Heirloom Tomato and Cucumber Salad

by Chef

Serves: Serves 4 - 6Prep Time: 10-15 minutesCook Time: 1 hour 15 minutes


For the dressing:

  • 1 cup plain yogurt
  • 1/8 cup apple cider vinegar
  • 1/8 cup red wine vinegar
  • 3 tablespoons extra virgin olive oil
  • ¼ cup sugar
  • 2 teaspoons prepared horseradish
  • 1 teaspoon celery seed
  • 1 teaspoon mustard seed
  • 2 teaspoons flat-leaf parsley, chopped fine
  • Kosher salt and fresh-cracked black pepper

For the salad:

  • 3 large heirloom tomatoes, cut into wedges
  • 3 medium cucumbers, peeled and sliced thin
  • 1 medium green bell pepper, cut into thin strips
  • 1 small red onion, cut in half and sliced thin
  • 1 serrano pepper or jalapeño, chopped fine




 For the dressing: In a small mixing bowl combine yogurt, vinegars, olive oil, sugar, salt, horseradish, celery and mustard seeds, and parsley. Set aside.
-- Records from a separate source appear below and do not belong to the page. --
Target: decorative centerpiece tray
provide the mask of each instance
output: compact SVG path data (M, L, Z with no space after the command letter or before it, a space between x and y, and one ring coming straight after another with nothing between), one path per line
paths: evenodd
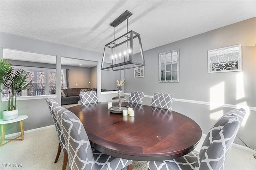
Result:
M128 109L129 107L126 106L121 106L121 101L125 100L127 98L126 96L116 96L112 98L113 100L118 101L119 104L118 106L114 106L109 108L109 110L111 113L123 113L123 110Z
 For the salad: In a large glass bowl, combine cucumbers, bell pepper, red onion, serrano (or jalapeño) and tomatoes. Pour the yogurt mixture over the vegetables and then season with salt and pepper to your liking. Fold together, stir and cover with plastic wrap. Refrigerate for several hours. Use a slotted spoon for serving to drain excess liquid. To serve, spoon onto platter or individual plates.